Björn Magnússon was born 5 July 1856 at Grimsstaðir near Reykjavik. His parents were Magnús Þorkelsson (1830-1885) and his wife Vigdís Guðmundsdóttir (1834-1908). In 1885 Magnús died when trying to rescue people when his house burnt down. >Two years later, in 1887, Vigdís emigrated with her children, Guðrún, then 25 years old, Þorkell, 22, Grímur, 17, Ingibjörg, 16, Björn 12 years old, and settled down at Gimli. Her daughter Vigdís Magnúsdóttir emigrated in 1893 with her two children, Magnús Guðmundsson and Guðríður Guðmundsdóttir.
Guðrún Magnúsdóttir married Stefán Sigurðsson (1843-1941) farmer in Árnes, New Iceland, their daughter was Margrét Josephson, wife to Sigmundur Josephson at Gimli.

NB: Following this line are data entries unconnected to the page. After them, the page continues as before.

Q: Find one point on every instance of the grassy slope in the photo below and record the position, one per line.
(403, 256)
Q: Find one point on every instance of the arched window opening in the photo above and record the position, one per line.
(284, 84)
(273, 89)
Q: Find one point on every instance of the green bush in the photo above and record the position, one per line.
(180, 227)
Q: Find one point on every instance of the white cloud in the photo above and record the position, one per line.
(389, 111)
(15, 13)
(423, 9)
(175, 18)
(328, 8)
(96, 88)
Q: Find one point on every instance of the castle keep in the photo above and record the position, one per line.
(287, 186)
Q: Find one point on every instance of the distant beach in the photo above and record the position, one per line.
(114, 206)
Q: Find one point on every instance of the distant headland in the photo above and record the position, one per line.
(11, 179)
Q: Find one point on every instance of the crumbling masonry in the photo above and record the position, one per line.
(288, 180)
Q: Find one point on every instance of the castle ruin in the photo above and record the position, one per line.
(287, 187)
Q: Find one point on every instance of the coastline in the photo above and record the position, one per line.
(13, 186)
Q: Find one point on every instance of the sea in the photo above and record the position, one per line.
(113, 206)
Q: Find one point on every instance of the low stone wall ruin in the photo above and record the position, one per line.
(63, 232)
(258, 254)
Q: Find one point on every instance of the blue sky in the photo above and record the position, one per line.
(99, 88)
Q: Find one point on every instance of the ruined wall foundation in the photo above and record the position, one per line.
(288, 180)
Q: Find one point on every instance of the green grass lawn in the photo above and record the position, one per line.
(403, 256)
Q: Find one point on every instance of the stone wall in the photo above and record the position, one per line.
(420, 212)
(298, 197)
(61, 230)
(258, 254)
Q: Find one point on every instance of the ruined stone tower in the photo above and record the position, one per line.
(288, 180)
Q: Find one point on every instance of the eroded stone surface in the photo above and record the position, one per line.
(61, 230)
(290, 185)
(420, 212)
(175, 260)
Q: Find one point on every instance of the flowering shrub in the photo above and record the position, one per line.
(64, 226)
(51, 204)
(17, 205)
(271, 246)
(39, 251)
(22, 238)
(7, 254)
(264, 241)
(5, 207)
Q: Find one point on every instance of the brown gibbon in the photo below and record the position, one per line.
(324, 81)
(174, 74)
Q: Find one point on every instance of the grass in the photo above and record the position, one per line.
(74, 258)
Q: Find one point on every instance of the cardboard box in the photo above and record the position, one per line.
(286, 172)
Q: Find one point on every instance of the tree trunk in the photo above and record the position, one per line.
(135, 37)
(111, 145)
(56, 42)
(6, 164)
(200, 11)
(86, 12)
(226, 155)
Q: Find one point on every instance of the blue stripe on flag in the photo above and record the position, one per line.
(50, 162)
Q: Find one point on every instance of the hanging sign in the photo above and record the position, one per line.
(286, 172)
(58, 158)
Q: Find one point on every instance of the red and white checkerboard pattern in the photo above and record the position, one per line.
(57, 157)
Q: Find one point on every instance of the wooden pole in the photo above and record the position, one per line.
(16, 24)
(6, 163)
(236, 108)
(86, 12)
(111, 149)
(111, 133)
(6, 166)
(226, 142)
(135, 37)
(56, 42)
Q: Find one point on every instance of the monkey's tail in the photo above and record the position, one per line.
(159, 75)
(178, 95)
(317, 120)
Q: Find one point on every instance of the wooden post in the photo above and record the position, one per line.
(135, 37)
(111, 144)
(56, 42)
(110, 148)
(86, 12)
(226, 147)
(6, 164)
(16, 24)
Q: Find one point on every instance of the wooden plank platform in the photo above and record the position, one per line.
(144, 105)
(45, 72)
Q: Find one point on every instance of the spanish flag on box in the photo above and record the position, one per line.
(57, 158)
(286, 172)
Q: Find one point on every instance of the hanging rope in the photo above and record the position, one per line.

In 1899 Björn Magnússon married Ingibjörg Þorsteinsdóttir Hördal, born 18 Jan 1875. She had emigrated with her parents and sister in 1876. Her parents were Þorsteinn Jónsson (1840-1911) and Ragnhildur Jónsdóttir (1836-??) farmers at Hóll in Dalasýsla. Ingibjörg's sister was Guðrún Þorsteinsdóttir (1871-??). Þorsteinn Jónsson took the family name Hördal, the name derived from Hörðudalur, the valley where the family lived in Iceland.
Björn Magnússon and Ingibjörg had four children, two reached to be adult, Ragnhildur Ingibjörg Margrét, who didn't marry and Magnús, who married Anne Cobb. Magnús and Ann had four children, Margareth Elizabeth, Bjorn Brian, Keith Markabee and Dianne Ingibjorg. They took the family name Magnus.